TL;DR
This paper introduces a virtual multiview fusion technique that enhances 3D mesh semantic segmentation by effectively combining 2D predictions from multiple views, outperforming previous multiview methods and rivaling 3D convolution approaches.
Contribution
The paper presents a novel virtual multiview fusion approach that improves 3D semantic segmentation accuracy by better leveraging 2D view-based predictions on 3D meshes.
Findings
Outperforms previous multiview methods on ScanNet benchmark.
Achieves results comparable to recent 3D convolution techniques.
Effectively integrates 2D predictions for improved 3D segmentation.
Abstract
Semantic segmentation of 3D meshes is an important problem for 3D scene understanding.
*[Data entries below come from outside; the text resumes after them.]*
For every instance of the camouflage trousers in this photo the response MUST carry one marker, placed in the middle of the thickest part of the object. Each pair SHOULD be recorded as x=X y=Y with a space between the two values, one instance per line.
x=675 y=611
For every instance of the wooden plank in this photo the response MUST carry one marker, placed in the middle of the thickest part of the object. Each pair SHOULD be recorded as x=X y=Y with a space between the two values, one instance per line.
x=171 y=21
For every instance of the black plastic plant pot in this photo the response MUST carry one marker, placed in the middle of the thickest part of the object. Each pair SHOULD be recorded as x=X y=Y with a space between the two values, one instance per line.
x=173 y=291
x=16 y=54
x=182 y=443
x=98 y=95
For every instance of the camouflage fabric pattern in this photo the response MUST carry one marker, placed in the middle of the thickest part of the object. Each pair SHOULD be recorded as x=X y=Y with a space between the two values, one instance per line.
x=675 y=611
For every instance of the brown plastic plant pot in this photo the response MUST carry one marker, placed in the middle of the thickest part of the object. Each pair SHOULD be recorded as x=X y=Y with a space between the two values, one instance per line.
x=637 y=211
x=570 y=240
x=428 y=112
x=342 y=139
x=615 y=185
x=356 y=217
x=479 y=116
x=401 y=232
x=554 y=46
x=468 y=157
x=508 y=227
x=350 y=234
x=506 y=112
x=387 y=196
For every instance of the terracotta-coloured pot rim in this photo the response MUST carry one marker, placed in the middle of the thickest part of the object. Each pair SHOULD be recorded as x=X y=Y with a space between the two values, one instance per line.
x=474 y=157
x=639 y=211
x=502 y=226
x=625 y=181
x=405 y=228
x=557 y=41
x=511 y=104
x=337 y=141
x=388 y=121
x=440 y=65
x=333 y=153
In this paper we revisit the classic multiview representation of 3D meshes and study several techniques that make them effective for 3D semantic segmentation of meshes. Given a 3D mesh reconstructed from RGBD sensors, our method effectively chooses different virtual views of the 3D mesh and renders multiple 2D channels for training an effective 2D semantic segmentation model. Features from multiple per view predictions are finally fused on 3D mesh vertices to predict mesh semantic segmentation labels. Using the large scale indoor 3D semantic segmentation benchmark of ScanNet, we show that our virtual views enable more effective training of 2D semantic segmentation networks than previous multiview approaches. When the 2D per pixel predictions are aggregated on 3D surfaces, our virtual multiview fusion…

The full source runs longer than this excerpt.